A rivelarlo ai servizi di sicurezza pachistani - lo riferisce il quotidiano Dawn - e' stata la giovane moglie yemenita del leader di al Qaida, Amal Ahmed Al Sadah, rimasta lei stessa ferita a una gamba durante il blitz ''mentre cercava di resistere agli americani''. E mentre altre rivelazioni sulla vita di bin Laden ad Abbottabad emergono dai video sequestrati nella villa-bunker diffusi dagli Stati Uniti, la donna racconta negli interrogatori quella notte: lei e Osama erano da poco andati a letto e, non appena spenta la luce, hanno sentito degli spari.

Prima ancora che il marito potesse afferrare il suo kalashnikov, la squadra dei Navy Seals ha fatto irruzione e sparato, uccidendo lui e ferendo lei. Secondo il racconto di Amal, inoltre, prima di trasferirsi con tutta la famiglia nel compound di Abbottabad verso la fine del 2005, Osama bin Laden ha vissuto per due anni e mezzo a Chak Shah Mohammad, a due chilometri dalla citta' di Haripur, sulla Karakorum highway. Il che significa, ha sottolineato uno degli ufficiali al Dawn, che gia' nel 2003 il fondatore di al Qaida lascio' la regione tribale nel nord-ovest del Pakistan - dove tutti lo cercavano dalla fuga da Tora Bora nel 2001 - per andare a vivere indisturbato in un centro abitato, sotto il naso delle forze di sicurezza pachistane. Perche', se gia' una settimana fa tutti si meravigliavano che Osama fosse stato trovato ad Abbottabad, a una settantina di chilometri da Islamabad, Haripur e' ancora piu' vicina.

''Ma qui non lo abbiamo mai visto'', hanno detto all'ANSA gli abitanti di Chak Shah Mohammad, piccolo borgo rurale dove si arriva percorrendo una stradina di circa 3 chilometri dalla Karakorum highway, tra galline, mucche e campi di grano. Nel villaggio di casette di mattoni, che circondano la ciminiera della fabbrica che li produce, vivono 65 famiglie, tra cui alcuni profughi afghani, specifica uno dei residenti, Abdul Kayum, nato a Chak Mohammad Shah 50 anni fa. ''Qui non abbiamo mai visto nessuno straniero, solo i lavoratori stagionali della fabbrica. Ma ora, con questa storia, temiamo che la polizia possa venire ad arrestarci per interrogarci'', aggiunge preoccupato. E infatti, a un certo punto di una giornata per i locali insolita, la polizia si appalesa: ''Ma solo perche' ho saputo che c'erano degli stranieri e io devo proteggerli'', assicura l'ufficiale responsabile della area. Che bin Laden si sia nascosto qui e' ''una storia inventata''.

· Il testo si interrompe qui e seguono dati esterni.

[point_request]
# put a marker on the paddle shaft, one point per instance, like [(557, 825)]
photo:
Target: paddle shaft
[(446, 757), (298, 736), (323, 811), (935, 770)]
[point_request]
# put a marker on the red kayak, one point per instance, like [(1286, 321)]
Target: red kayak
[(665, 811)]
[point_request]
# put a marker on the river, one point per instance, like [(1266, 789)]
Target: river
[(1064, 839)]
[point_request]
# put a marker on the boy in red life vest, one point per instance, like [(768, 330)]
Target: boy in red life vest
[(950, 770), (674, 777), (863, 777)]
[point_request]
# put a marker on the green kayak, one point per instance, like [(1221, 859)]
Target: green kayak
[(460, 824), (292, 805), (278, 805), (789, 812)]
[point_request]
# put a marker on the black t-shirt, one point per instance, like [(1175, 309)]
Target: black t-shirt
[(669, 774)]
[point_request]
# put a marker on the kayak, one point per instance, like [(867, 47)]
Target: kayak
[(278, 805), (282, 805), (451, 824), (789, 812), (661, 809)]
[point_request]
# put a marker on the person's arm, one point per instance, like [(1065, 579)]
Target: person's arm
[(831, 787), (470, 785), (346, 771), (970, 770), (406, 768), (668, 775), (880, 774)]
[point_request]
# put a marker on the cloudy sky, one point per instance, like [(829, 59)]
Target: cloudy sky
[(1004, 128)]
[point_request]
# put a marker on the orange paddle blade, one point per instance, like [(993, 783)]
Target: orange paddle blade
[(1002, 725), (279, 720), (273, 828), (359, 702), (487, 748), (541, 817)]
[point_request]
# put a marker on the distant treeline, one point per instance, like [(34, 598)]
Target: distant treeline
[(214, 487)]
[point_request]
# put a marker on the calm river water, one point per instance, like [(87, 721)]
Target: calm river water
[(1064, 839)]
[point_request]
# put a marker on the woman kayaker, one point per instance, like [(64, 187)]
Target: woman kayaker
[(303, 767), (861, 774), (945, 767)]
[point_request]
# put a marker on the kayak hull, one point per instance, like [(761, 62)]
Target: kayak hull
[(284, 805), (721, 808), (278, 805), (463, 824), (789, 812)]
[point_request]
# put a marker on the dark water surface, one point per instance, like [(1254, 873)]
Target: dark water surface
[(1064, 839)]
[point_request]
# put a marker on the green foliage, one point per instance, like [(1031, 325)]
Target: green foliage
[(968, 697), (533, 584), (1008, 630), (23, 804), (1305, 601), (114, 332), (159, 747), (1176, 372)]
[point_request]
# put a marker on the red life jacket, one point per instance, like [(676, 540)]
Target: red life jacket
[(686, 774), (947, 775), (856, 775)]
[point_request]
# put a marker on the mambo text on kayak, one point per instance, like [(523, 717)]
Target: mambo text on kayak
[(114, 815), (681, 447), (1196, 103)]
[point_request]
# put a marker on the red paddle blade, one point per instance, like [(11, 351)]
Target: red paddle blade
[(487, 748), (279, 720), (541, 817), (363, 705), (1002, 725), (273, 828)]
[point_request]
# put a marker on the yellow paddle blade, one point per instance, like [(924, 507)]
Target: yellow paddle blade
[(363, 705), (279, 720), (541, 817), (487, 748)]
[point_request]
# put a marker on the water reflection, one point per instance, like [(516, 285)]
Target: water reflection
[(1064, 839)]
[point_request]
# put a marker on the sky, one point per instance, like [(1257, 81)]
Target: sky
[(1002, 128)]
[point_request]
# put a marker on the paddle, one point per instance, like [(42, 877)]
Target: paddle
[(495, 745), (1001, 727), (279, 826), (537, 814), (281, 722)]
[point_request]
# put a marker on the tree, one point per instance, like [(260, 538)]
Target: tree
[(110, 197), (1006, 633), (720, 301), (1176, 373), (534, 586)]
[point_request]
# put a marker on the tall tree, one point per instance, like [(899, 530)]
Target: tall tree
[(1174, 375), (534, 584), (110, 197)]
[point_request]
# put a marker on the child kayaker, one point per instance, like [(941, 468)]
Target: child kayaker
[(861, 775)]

''Questa e' una zona molto controllata, visitata spesso dalla polizia. E poi, e' molto difficile vivere qui in queste case, con questo caldo'', aggiunge, lasciando intendere che lo 'sceicco del terrore' fosse abituato a ben altri standard. Secondo un altro abitante invece, ''l'area di Chak Shah Mohammad e' molto vasta, chiunque potrebbe nascondersi da queste parti senza che nessuno se ne accorga''. Aziz Shah, profugo afghano di Kunduz ma nato in Pakistan 28 anni fa, da un anno vive nel borgo sfamando la sua numerosa famiglia fabbricando mattoni: ''Pero' noi non abbiamo mai sentito parlare di questa storia - precisa in perfetto inglese -, non abbiamo mai visto nessun terrorista''. ''E comunque - sottolinea sempre in inglese un altro lavoratore afghano, Nazin Khan - noi non condividiamo la sua ideologia''.